Deriscope ## The Excel Derivatives Periscope

##### Coverage

interest__rate

In a very general sense the *interest rate* *r* is a number that tells us how much income can be earned by lending money, or equivalently how much cost is associated with borrowing money.

The higher the *r* is, the more income one expects to earn by lending money.

It is not possible to define an *r* mathematically so that it applies to all sorts of lending/borrowing operations.

One should rather speak of an *interest rate* in relation to a specific lending/borrowing contract.

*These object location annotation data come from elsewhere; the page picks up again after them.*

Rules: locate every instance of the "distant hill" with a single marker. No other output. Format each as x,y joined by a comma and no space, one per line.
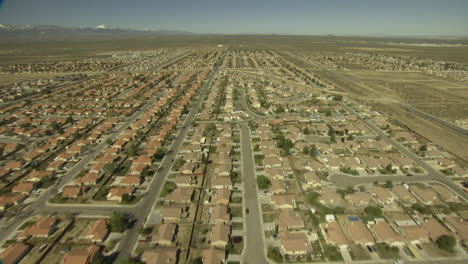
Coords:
50,32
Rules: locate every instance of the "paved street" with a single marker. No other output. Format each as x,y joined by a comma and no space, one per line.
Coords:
140,213
432,174
40,203
254,239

For example, the *interest rate* pertaining to certain short term deposits between banks is defined in a particular way and referred to as ibor rate

The *interest rate* pertaining to interest rate swaps is defined in another way and referred to as swap rate

Although not existing in the actual market, the *interest rate* pertaining to a theoretically conceivable instantaneous riskless deposit is defined appropriately and referred to as short rate

Given a specific contract *C*, the associated *interest rate* *r* depends on the time *t*, when the value *r* is agreed between the parties entering into the contract *C*.

We may therefore speak of a function *r(.)* that maps each time *t* to the respective *interest rate* value *r(t)*.

Assuming *t = 0* designates the time now, the value *r(t), t > 0* is not a simple number but rather a random variable, since it is not possible to know with certainty the *interest rate* that is going to prevail at the future tinme *t*.

It follows, the function *r(.)* represents a mapping from *t* to some random variable, and therefore is a stochastic process.

In the context of derivatives pricing, all what the so called "interest rate models" do, is to first choose a particular definition of *r* and then assume a particular mathematical form of the process *r(t)*.

For example, in the so called "Market Model", either the *ibor rate* or the *swap rate* is chosen as the *r* and a lognormal diffusion is assumed for the respective process.

On the other hand, in the so called "Short Rate Models", the *short rate* is chosen as the *r* and any out of a great variety of possible diffusions can be adopted for the respective process.